Monday Morning Scoop - Industrial, Apartment Prices Set More Records As Demand For Both Persists

Industrial, Apartment Prices Set More Records As Demand For Both Persists

Prices for industrial properties nationwide set another record for year-over-year increases, up 28.6% in May, according to MSCI on Friday. Prices were up 1.8% in May compared with a month earlier.

Industrial posted the increases despite a slowdown in deal volume for the second consecutive month, the investment research firm reported, and news recently that Amazon is slowing down the opening of new fulfillment centers, a major part of industrial activity in the last few years.

Thus there are hints that the strong run for industrial might be slowing. Since the beginning of the pandemic, pricing growth in the sector has been tied to growth in e-commerce activity, though that has slowed down recently.

“The industrial sector also may face some challenges in the near term from this period of readjustment in the allocation of retail activity between e-commerce and in-store channels,” MSCI Research Executive Director Jim Costello wrote earlier in June.

“The sale of industrial properties fell sharply in April following shocks to the 10-year Treasury and mortgage-financing costs,” Costello noted. 

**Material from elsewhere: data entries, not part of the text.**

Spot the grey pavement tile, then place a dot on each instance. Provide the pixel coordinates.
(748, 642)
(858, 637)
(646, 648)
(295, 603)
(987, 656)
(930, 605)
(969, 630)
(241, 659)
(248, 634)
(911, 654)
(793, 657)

MSCI also reported on Friday that apartment asset prices set an all-time high rate of growth in May, up 23.3% compared with the same month in 2021.

Demand for apartments is still rising as household formation has started to increase again, while at the same time for-sale housing has grown more expensive.

Other property sectors saw annual gains as well in May, though they weren’t quite as robust. Retail asset prices increased 18.8% from a year ago, while office properties registered a year-over-year gain of 12.2%, driven by CBD properties, which were up 13.4%, according to the company. 

Overall, U.S. commercial property prices climbed 18.6% from a year ago,  down from the record annual growth of 19.3% recorded in January, MSCI reported.